Tesirini 8-12 saat arasında gösteren bu mantar, karaciğer-böbrek metabolizmasını bozarak, bireyi öldürebiliyor. Zehrine karşı henüz ilaç geliştirilemeyen bu mantarın, bir bireyi öldürmesi için 20-25 gram harcanması yeterli oluyor. Palavracı dede mantarı ise yenilebilir mantarlarla karıştırılabiliyor.
3,5 santimetrelik küremsi kırmızımsı renkte bir şapkaya sahip bu mantar, yaz ve güzde, havuz kenarlarında, parklarda, yol kenarlarında, otların arasında, yaprak altlarında bulunabiliyor. Genellikle bol yağışlı mevsimlerde meralarda da yetişebiliyor. Bu mantarı yiyenlerde 6-24 saat arasında ortaya çıkan zehirlenme, karın sızıları, bulantı, kusma ve ishal biçiminde kendini emin ediyor. Zehirlenme evvel kendini hafif bulgularla gösteriyor, ardından da karaciğer vazifesini yapamaz hale geliyor, böbrekler zayıflıyor ve şahıs can veriyor.
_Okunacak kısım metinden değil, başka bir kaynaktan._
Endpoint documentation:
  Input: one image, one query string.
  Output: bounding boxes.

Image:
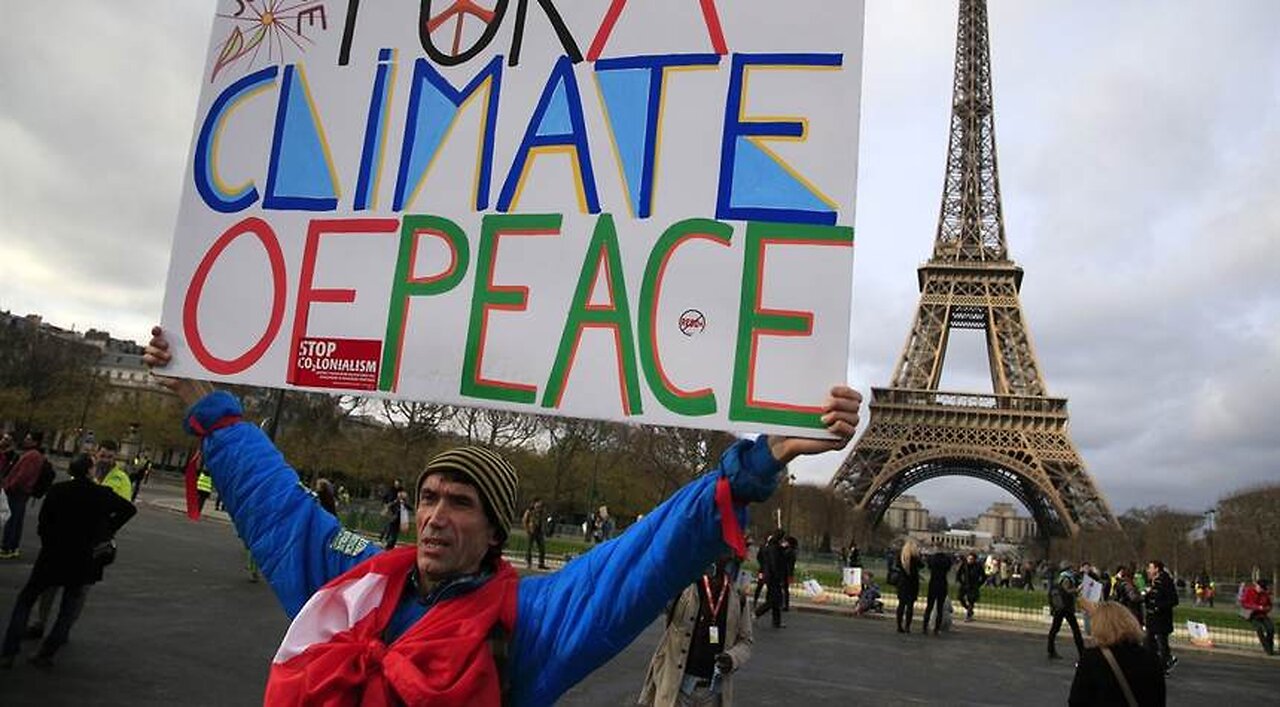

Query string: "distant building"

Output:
[908,530,993,553]
[884,496,929,533]
[978,501,1036,544]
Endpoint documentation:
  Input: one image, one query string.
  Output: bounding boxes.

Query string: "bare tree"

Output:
[451,407,541,450]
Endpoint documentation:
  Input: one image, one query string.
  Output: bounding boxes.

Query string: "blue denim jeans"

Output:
[0,489,27,552]
[0,578,88,657]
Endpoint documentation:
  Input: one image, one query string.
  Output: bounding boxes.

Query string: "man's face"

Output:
[417,474,498,581]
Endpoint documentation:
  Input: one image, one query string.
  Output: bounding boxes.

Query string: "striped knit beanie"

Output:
[413,447,520,538]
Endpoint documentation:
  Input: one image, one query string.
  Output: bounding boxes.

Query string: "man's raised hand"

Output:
[769,386,863,464]
[142,327,214,407]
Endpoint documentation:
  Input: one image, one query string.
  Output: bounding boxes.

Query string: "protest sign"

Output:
[841,567,863,597]
[1080,575,1102,603]
[161,0,863,434]
[1187,620,1213,648]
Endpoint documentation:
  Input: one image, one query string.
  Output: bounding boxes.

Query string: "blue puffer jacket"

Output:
[186,392,781,704]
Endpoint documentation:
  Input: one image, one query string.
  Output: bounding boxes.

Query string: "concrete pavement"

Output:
[0,479,1280,706]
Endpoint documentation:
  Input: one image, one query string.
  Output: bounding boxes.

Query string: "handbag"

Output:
[93,539,115,569]
[1100,646,1138,707]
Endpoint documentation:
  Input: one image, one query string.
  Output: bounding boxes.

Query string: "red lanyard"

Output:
[703,573,730,621]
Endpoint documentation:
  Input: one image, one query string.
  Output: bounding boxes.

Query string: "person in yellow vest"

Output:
[93,439,133,503]
[196,466,214,512]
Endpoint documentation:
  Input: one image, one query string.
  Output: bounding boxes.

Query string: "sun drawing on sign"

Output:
[209,0,329,83]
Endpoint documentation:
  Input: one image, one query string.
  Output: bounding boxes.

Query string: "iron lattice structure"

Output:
[832,0,1116,537]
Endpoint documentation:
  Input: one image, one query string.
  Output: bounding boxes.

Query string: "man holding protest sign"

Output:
[143,328,861,704]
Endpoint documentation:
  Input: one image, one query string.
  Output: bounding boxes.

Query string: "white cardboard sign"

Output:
[163,0,863,434]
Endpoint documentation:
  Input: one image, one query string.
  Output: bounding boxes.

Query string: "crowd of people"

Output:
[0,332,1275,706]
[0,432,138,669]
[52,330,861,704]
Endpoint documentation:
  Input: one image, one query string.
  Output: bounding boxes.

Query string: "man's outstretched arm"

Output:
[143,327,378,619]
[512,387,861,704]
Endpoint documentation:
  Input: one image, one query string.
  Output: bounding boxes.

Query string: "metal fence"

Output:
[790,583,1262,651]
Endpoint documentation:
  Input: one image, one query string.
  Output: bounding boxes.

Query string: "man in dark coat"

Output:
[956,552,983,621]
[923,549,951,635]
[0,455,137,667]
[1143,560,1178,675]
[755,529,787,629]
[1048,560,1084,658]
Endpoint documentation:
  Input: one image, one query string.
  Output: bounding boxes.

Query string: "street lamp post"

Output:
[787,473,796,533]
[1204,508,1217,579]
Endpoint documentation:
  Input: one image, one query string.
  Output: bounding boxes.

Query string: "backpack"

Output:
[31,459,58,498]
[884,557,905,587]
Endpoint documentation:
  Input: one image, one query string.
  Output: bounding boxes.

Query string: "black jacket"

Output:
[1068,643,1165,707]
[32,479,137,585]
[897,556,924,601]
[956,562,987,597]
[759,543,787,587]
[1144,571,1178,634]
[928,552,951,596]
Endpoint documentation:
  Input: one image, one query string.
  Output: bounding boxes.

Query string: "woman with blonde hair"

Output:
[1068,602,1165,707]
[895,538,924,633]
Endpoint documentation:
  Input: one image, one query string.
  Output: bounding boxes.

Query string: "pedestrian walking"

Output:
[920,549,951,635]
[521,497,547,570]
[890,538,924,633]
[315,478,338,517]
[383,489,410,549]
[143,327,861,706]
[1068,602,1165,707]
[1111,565,1143,626]
[129,452,151,503]
[1143,560,1178,675]
[956,552,986,621]
[1048,560,1084,658]
[639,555,754,707]
[0,432,49,560]
[0,455,137,667]
[1240,579,1276,656]
[755,528,787,629]
[93,439,133,503]
[782,535,800,611]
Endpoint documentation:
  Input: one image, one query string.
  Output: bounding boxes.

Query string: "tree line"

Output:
[0,318,1280,579]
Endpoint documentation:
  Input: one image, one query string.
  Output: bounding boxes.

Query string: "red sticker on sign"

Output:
[289,338,383,391]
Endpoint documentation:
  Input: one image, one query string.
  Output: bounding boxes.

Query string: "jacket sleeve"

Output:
[512,437,781,704]
[184,391,378,619]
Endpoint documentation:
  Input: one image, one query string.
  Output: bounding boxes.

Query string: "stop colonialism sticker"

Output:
[288,338,383,391]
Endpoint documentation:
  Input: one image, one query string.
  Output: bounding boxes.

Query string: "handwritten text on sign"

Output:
[164,0,863,433]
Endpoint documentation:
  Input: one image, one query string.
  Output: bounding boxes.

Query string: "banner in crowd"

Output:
[163,0,863,434]
[841,567,863,597]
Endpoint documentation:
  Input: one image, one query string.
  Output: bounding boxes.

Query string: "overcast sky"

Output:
[0,0,1280,519]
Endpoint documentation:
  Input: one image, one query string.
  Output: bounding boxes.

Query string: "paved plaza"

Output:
[0,479,1280,707]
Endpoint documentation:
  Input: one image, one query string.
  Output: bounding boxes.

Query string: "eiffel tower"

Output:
[832,0,1117,539]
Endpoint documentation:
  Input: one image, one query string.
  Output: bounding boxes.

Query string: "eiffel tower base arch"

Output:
[832,388,1115,540]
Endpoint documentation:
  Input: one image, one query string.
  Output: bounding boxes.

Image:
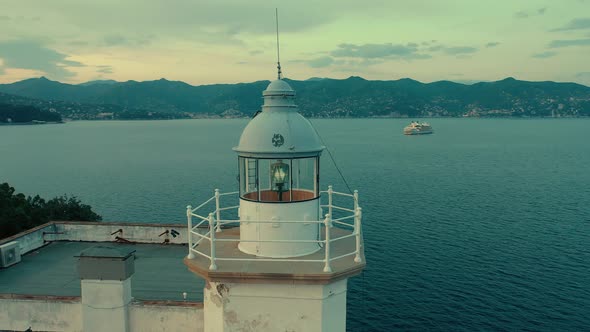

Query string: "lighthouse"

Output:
[185,76,365,332]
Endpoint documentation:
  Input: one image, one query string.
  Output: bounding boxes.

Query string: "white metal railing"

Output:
[186,186,362,272]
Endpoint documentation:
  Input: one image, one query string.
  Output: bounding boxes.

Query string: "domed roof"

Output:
[234,80,325,158]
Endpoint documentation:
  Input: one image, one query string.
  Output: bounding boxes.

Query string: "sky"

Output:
[0,0,590,86]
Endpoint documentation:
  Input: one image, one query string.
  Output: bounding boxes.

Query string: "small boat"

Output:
[404,121,434,135]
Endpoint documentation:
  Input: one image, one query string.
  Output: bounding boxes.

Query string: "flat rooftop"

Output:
[0,241,205,302]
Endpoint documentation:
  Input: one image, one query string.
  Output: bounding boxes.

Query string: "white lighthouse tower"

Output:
[185,74,365,332]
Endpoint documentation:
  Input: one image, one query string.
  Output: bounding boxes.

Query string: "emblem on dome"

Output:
[272,134,285,148]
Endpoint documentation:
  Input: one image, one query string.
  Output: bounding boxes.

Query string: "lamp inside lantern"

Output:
[270,159,289,201]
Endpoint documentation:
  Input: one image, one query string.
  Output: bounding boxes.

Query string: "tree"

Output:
[0,183,102,238]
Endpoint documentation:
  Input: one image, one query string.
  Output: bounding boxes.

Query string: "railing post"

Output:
[215,189,221,233]
[328,186,334,223]
[186,205,195,259]
[324,215,332,272]
[209,213,217,270]
[354,206,363,263]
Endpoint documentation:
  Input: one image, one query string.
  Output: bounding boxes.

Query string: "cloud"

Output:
[0,40,84,80]
[96,65,113,74]
[575,71,590,86]
[103,34,155,46]
[547,38,590,48]
[550,17,590,31]
[514,7,547,18]
[426,43,476,56]
[443,46,477,55]
[532,51,557,59]
[330,43,431,59]
[305,56,334,68]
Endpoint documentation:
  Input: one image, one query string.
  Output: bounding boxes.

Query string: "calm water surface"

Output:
[0,119,590,331]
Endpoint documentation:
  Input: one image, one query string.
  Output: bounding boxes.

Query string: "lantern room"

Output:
[234,79,324,257]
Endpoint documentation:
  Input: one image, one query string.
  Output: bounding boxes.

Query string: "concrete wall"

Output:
[0,223,56,254]
[0,221,206,255]
[129,302,204,332]
[203,279,347,332]
[52,222,188,244]
[0,296,82,331]
[0,295,203,332]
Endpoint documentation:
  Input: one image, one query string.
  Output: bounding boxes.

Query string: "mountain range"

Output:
[0,76,590,119]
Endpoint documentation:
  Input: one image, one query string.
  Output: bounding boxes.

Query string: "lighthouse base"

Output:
[203,278,348,332]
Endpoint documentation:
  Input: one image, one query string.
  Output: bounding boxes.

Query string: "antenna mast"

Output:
[275,8,283,80]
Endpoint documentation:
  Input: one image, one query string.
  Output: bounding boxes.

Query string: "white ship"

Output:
[404,121,434,135]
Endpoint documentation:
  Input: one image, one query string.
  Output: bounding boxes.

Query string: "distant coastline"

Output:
[0,76,590,121]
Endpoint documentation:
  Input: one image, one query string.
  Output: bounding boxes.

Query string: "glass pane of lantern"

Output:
[239,157,258,200]
[292,158,317,201]
[258,159,270,190]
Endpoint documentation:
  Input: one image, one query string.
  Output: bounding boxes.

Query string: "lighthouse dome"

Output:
[234,80,325,158]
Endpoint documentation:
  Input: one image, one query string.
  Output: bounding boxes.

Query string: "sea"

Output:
[0,118,590,331]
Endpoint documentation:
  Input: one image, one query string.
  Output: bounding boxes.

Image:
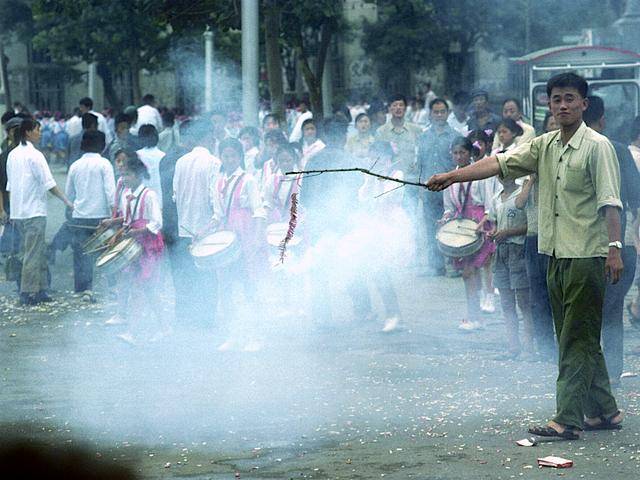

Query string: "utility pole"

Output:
[614,0,640,52]
[87,62,99,102]
[202,25,213,112]
[240,0,260,127]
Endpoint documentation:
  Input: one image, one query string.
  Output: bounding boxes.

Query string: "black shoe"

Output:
[34,292,54,303]
[20,293,37,305]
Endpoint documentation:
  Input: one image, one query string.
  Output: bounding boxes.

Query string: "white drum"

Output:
[189,230,240,270]
[96,238,142,275]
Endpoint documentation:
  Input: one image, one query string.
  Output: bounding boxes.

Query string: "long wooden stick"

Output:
[285,167,427,188]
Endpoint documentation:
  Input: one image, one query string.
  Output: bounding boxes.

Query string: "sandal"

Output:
[529,425,580,440]
[583,410,622,431]
[627,302,640,329]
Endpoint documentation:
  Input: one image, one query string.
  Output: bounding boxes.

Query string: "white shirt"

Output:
[64,115,82,137]
[244,147,260,175]
[136,147,165,208]
[90,110,113,145]
[214,167,267,219]
[131,105,162,135]
[65,153,116,218]
[447,112,470,137]
[173,147,221,238]
[7,142,56,220]
[120,184,162,234]
[289,110,313,143]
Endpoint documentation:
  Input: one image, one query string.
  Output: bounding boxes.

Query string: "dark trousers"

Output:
[547,257,618,428]
[65,218,102,292]
[167,238,218,328]
[602,246,637,380]
[422,192,444,271]
[524,235,557,360]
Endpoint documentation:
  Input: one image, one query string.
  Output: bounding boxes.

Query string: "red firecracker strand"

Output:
[279,192,298,263]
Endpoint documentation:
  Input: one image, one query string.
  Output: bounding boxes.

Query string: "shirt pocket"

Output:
[564,166,587,192]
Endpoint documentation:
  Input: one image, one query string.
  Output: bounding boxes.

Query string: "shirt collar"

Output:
[556,122,587,150]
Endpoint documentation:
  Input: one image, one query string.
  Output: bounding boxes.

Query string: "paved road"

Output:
[0,168,640,479]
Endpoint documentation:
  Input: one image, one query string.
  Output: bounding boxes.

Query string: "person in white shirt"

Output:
[214,138,267,351]
[136,124,166,208]
[78,97,114,144]
[447,92,470,137]
[170,122,220,328]
[131,93,162,135]
[300,118,326,169]
[238,127,260,175]
[7,119,73,305]
[65,130,116,301]
[289,100,313,143]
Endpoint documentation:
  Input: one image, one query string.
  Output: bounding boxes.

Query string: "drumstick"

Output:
[84,245,111,255]
[68,223,100,230]
[180,225,196,237]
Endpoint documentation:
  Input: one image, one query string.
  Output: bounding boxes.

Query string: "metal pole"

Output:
[241,0,259,126]
[202,25,213,112]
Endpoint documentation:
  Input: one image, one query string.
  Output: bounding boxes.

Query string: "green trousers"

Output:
[547,257,618,428]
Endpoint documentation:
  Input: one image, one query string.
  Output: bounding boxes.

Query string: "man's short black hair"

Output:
[429,98,449,111]
[82,112,98,130]
[114,112,131,125]
[582,95,604,126]
[138,123,159,148]
[453,90,470,107]
[502,97,522,112]
[238,126,260,147]
[389,93,407,106]
[78,97,93,110]
[80,130,105,153]
[547,72,589,98]
[161,110,176,127]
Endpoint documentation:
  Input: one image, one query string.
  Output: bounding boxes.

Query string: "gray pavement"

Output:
[0,168,640,479]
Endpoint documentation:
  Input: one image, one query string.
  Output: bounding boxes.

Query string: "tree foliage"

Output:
[33,0,170,106]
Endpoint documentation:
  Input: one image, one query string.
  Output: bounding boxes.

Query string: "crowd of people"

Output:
[0,76,640,381]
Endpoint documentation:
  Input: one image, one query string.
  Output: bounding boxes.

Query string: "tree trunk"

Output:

ZAMAN GEÇİRMEDEN SAĞLIK KURULUŞUNA GİDİLMELİ
Mantar zehirlenmesi vaziyetinde, muhtemelse hastanın kusturulması ve zaman geçirilmeden sağlık kuruluşuna götürülmesi gerekiyor. Hasta ateşliyse alnına ve beline buz uygulanması, kalp faaliyetinin koyu kahve ya da tuz koklatılarak hareketlendirilmesi, hasta baygın ya da şuursuzsa suratına soğuk su serpilmesi öneriliyor. Mantar ve Rus ruleti arasında acayip bir benzetme de yapılıyor. Zehirli mantarların Rus ruletinden daha riskli olduğu belirtiliyor. Rus ruletinde altıda bir, zehirli mantarlarda ise altıda beş can verme tehlikesinin olduğu kaydolunuyor.
SAĞLIK AÇISINDAN VERİMLİ MANTARLAR
Güz yağışlarının ardından sağlık açısından verimli mantarlar da doğada bol ölçüde bulunabiliyor. Eylülden kasıma kadar yapraklı ağaçlardan meşe, kayın, iğne yapraklılardan çam, genç ladin etrafında, ormandaki yol kenarlarında, orman hududu süresince görülen çörek mantarı, yarım küre biçiminde, iyi pişmiş, kabarmış çörek görünümünde bulunuyor. Domalan mantarı ise ekim aylarının sonuna kadar, doğada hemen her yerde ancak ender görülebiliyor.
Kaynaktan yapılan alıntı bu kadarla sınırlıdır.